After numerous reports of Galaxy Note 7 smartphones catching on fire while charging, Samsung halted sales in 10 countries and recalled its newly released device. The root of the problem is the Galaxy Note 7’s battery and an estimated 0.1 percent of devices are impacted. Here's what you need to know right now if you own one of the affected smartphones.
1. You should turn it off and stop using it.
What should Samsung users do? In the U.S., the Consumer Product Safety Commission (CPSC) has warned consumers to “power them down and stop charging or using the device” and the Federal Aviation Administration has urged airline passengers to not use or charge their Note 7s while on an aircraft. In a recent press release, the South Korean company advised users to shut off their devices and “exchange them as soon as possible.” Contact your carrier, go to the retail store where you bought your Note 7, or call 1-800-SAMSUNG for more info.
2. You'll get a replacement —eventually.
In its global replacement program—the company is not calling it a recall—Samsung outlined a refund and exchange strategy where consumers can either exchange their existing phone for a new Note 7 or swap it out for a Galaxy S7 or Galaxy S7 edge.
“We are expediting replacement devices so that they can be provided through the exchange program as conveniently as possible and in compliance with related regulation,” said DJ Koh, Samsung’s president of mobile communications business, in a statement.
3. You can get a loaner until the replacement models are ready.
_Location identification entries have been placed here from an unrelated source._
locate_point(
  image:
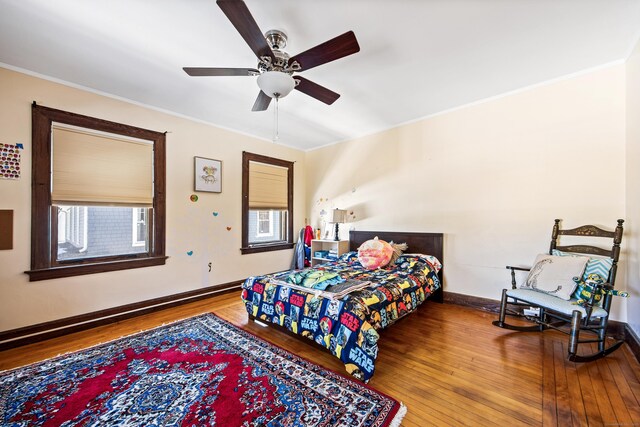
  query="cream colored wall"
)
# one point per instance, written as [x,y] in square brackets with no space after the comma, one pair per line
[492,176]
[633,185]
[190,226]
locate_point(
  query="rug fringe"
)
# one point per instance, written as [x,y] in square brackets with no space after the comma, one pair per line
[395,422]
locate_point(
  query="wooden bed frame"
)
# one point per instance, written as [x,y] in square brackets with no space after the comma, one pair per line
[418,243]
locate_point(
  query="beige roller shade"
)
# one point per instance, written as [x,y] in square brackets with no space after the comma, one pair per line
[268,186]
[100,169]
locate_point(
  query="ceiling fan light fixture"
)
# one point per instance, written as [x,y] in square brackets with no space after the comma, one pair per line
[276,84]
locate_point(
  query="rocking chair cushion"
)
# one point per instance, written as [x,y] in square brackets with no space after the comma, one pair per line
[551,302]
[554,274]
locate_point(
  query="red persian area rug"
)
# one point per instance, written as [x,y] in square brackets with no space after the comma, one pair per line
[195,372]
The timeline for those opting to get a replacement device will vary, with reports citing Sept. 19 as the earliest release date. In a statement, Samsung shares that customers can “replace their current device with a new device based on local availability.” Newly manufactured models will be released pending CPSC approval. Customers who have to wait for a new Samsung Galaxry Note 7 can receive a Samsung J Series loaner phone for the time being.
4. Samsung might brick your phone remotely if you don't turn it off.
Rumors have circulated that the company plans to remotely disable any units that haven't been handed over by Sept. 30. Samsung has denied the rumors and says it won't be disabling defective phones. But it hasn't denied that it can do it, so that's another reason to turn your phone in ASAP.
5. It's all the fault of one battery supplier.
According to The Associated Press, the battery cells produced at one of Samsung’s two battery suppliers have problems. DJ Koh told reporters in a news conference that an investigation revealed “there was a tiny problem in the manufacturing process so it was very difficult to find out,” which is likely responsible for the reported phones catching on fire.
“To date (as of September 1) there have been 35 cases that have been reported globally and we are currently conducting a thorough inspection with our suppliers to identify possible affected batteries in the market,” wrote Samsung in its preliminary statement. “However, because our customers’ safety is an absolute priority at Samsung, we have stopped sales of the Galaxy Note7.”